Renegade Parents Teach Old Math on the Sly
(Thanks to Jay Lake for the link)
This bit describes a bit of how we felt trying to help our 4th grader with her math this past year:
“Sometimes I’ll meet up with another parent, and we’ll say, ‘What WAS that homework last night?” says Birgitta Stone, whose daughter, Gillian, is entering third grade in Ridgefield, Conn., next month. “Sometimes I can’t even understand the instructions.”
Funny, perhaps, but also a little sad. “It’s frustrating,” says Stone. “You want to help them. And sometimes I can’t help her at all.”

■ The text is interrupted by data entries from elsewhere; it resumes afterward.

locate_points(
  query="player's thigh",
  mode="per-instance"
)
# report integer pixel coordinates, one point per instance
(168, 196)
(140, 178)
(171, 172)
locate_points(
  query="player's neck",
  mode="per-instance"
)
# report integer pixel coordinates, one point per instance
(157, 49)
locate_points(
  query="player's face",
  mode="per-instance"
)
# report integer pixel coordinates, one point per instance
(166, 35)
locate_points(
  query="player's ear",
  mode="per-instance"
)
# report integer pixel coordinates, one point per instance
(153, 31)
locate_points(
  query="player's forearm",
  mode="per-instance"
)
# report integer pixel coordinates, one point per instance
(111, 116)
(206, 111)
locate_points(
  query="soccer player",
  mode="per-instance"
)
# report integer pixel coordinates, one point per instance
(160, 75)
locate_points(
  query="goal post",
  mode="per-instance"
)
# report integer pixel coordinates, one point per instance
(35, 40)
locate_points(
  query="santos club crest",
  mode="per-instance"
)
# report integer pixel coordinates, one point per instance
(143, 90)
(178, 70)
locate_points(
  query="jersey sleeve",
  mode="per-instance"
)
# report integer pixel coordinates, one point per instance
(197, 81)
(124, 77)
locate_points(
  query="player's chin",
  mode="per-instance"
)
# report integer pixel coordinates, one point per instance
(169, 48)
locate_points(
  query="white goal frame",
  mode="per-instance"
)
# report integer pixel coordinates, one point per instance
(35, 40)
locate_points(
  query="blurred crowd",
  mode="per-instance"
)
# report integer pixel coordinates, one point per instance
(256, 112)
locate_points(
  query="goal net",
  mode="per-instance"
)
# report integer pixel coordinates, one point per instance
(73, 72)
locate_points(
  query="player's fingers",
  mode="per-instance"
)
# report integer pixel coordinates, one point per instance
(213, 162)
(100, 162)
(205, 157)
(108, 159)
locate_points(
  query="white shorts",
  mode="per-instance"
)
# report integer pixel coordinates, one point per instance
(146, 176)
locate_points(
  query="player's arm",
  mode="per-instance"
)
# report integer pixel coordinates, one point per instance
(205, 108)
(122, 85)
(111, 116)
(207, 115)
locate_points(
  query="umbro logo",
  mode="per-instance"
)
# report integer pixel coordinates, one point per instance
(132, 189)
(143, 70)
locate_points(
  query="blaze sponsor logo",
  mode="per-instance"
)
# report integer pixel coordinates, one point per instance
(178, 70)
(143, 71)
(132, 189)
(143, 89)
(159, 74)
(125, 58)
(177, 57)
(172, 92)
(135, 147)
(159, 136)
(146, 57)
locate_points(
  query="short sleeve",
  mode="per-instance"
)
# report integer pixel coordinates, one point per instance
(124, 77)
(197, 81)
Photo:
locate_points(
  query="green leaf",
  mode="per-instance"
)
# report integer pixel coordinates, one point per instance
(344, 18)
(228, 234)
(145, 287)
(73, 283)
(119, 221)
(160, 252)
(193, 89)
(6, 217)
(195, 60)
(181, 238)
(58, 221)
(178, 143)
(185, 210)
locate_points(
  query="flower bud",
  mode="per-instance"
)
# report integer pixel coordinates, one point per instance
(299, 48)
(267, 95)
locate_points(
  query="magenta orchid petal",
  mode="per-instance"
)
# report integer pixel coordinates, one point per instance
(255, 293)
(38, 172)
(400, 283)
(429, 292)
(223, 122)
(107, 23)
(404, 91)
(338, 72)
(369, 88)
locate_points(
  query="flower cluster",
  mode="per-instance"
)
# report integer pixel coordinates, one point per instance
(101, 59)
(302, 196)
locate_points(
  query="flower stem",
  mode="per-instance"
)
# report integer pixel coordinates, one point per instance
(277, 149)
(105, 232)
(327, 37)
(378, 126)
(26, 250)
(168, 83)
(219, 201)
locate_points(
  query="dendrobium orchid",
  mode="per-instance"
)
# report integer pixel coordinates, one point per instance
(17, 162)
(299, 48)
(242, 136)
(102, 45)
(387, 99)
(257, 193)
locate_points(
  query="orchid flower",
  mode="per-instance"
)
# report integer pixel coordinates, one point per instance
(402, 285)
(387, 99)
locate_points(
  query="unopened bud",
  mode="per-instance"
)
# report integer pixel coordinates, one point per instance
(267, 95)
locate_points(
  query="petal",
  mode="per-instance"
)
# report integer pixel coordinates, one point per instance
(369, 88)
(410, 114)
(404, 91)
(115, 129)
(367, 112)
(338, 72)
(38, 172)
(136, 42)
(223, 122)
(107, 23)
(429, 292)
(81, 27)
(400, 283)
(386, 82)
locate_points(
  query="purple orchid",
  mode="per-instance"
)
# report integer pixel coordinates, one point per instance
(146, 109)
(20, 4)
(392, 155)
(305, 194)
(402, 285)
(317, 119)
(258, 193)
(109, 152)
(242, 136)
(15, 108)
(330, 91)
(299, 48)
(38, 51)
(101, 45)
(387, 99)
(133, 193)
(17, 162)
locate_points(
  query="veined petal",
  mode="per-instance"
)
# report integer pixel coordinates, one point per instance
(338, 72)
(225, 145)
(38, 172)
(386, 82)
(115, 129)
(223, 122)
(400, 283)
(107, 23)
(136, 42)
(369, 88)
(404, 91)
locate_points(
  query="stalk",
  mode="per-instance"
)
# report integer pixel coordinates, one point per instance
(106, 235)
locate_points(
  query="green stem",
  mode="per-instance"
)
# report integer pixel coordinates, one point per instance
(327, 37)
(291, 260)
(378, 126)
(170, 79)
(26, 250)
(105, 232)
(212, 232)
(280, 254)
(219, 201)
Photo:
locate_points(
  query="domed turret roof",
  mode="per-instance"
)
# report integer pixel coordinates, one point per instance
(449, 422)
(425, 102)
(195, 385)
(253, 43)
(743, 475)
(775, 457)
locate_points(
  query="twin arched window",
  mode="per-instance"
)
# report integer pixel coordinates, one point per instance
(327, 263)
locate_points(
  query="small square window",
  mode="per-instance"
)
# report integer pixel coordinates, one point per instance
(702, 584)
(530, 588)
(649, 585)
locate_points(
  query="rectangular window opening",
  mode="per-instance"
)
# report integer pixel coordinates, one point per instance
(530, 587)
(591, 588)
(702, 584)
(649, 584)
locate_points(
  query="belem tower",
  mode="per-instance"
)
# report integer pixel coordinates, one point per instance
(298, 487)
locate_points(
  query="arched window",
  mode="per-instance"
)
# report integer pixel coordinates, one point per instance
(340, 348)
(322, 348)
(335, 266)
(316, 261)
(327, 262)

I like the new math’s approach– teaching the reasoning behind math before its functionality. What saved us from complete and total confusion was that we were introduced to this concept the year before– when we homeschooled our daughter. Because her teacher wasn’t teaching…math.
🙂
This paragraph really stood out for me:
One problem, Cooney says, is that parents remember math as offering only one way to solve a problem. “We’re saying that there’s more than one way,” Cooney says. “The outcome will be the same, but how we get there will be different.” Thus, when a parent is asked to multiply 88 by 5, we’ll do it with pen and paper, multiplying 8 by 5 and carrying over the 4, etc. But a child today might reason that 5 is half of 10, and 88 times 10 is 880, so 88 times 5 is half of that, 440 – poof, no pen, no paper.
“The traditional way is really a shortcut,” Cooney says. “We want kids to be so confident with numbers that it becomes intuitive.”
This describes my approach to simple math exactly. I did this all the time in my high school geometry class, and my teacher used to dock me points for not showing my work. Fie on you, Mrs. Whatsyourname. My genius has been vindicated by the ESTABLISHMENT. Haha!
This isn’t the first time that math has gotten a grade-school overhaul; Charlie Brown bemoaned it back in the 70’s (I think).